Setting up a repository

1.  Issues to be considered

There are a number of basic issues that must be resolved in preparing a business case and a proposal for an institutional repository (IR). These range from deciding on whether to ‘go it alone’ or collaborate with other institutions, what software is to be used, which unit in the institution will manage the repository, what will be included (scope), and how the repository will be funded. Standards need to be identified and a decision made on the level to which the organisation can comply with these (a resource-dependant decision). Consideration needs to be given to Research Libraries Group’s (2005) checklist of attributes of a trusted digital repository.

Models There has been some argument in the literature about whether a repository focused on material in a specific discipline, which will contain resources submitted by researchers across a wide range of institutions serves the academic community better, or whether, as the concept of an IR matures, rates of deposit increase, and as a result greater access to knowledge will be achieved by developing IRs that all members of an academic institution are expected to contribute. Peters (2002) provides a good overview of the various options, and discusses the value of repoitories maintained by consortia as an alternative model. He concludes that for the immediate future we are likely to have a ‘hodgepodge’ of types of digital repositories-individual, discipine-based, institutional, consortial and national.
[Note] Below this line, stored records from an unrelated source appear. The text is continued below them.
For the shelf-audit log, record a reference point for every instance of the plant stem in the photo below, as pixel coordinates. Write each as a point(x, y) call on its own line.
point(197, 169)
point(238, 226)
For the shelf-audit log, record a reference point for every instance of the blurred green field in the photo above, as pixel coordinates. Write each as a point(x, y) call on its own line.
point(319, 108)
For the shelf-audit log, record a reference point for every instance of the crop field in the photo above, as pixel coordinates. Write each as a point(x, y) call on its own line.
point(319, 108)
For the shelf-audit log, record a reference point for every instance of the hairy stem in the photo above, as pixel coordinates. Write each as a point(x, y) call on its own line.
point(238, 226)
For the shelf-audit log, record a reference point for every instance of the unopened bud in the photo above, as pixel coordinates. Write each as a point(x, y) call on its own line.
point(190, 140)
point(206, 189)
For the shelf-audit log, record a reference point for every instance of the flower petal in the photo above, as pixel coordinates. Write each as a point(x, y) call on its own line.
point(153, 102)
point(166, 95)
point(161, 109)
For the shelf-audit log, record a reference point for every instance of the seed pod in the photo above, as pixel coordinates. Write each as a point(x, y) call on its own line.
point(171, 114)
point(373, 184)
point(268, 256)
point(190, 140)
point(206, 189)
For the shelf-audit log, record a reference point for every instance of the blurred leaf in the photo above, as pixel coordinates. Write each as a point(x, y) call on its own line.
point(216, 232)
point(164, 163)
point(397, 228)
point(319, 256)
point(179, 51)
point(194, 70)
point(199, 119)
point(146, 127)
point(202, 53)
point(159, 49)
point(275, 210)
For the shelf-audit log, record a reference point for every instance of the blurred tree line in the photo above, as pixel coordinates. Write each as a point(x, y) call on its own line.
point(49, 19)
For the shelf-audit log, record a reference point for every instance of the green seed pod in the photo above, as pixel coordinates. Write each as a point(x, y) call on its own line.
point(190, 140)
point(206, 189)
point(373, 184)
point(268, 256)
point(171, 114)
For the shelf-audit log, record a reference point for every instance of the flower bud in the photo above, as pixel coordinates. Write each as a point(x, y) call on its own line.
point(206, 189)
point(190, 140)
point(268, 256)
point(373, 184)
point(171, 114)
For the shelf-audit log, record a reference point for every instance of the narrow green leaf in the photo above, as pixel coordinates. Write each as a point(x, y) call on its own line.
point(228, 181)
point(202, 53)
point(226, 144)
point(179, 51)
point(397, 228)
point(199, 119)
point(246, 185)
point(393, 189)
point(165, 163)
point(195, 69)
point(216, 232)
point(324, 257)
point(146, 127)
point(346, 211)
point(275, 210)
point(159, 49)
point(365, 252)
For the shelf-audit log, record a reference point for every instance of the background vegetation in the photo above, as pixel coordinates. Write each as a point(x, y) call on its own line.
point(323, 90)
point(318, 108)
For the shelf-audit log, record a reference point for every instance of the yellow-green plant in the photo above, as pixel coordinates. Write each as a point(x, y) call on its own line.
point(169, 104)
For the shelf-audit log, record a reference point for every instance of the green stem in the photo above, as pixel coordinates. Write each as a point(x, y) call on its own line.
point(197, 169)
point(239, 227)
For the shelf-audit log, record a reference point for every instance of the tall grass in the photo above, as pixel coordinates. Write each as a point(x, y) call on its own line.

Ware (2004) in the PALS report and Jones et al. (2006, Ch.1) note the early successes achieved by repositories in physics (arXiv), computer science (Networked Computer Science Technical Reference Library), economics (EconPapers) and cognitive science, and more notably in the PubMed central model. They also note that these successes have not been followed universally by repositories in other subject areas. DSpace and other software commonly in use (such as EPrints and Fedora) allow for disciplinary and inter-disciplinary communities and special topics to be given separate categories and treated as a separate archive. At the same time the use of OAI-PMH protocols across repositories allows for integrated searching on a specific topic, increasing the value of individual repositories to researchers, who are not required to have any knowledge of the content of individual repositories in their searching.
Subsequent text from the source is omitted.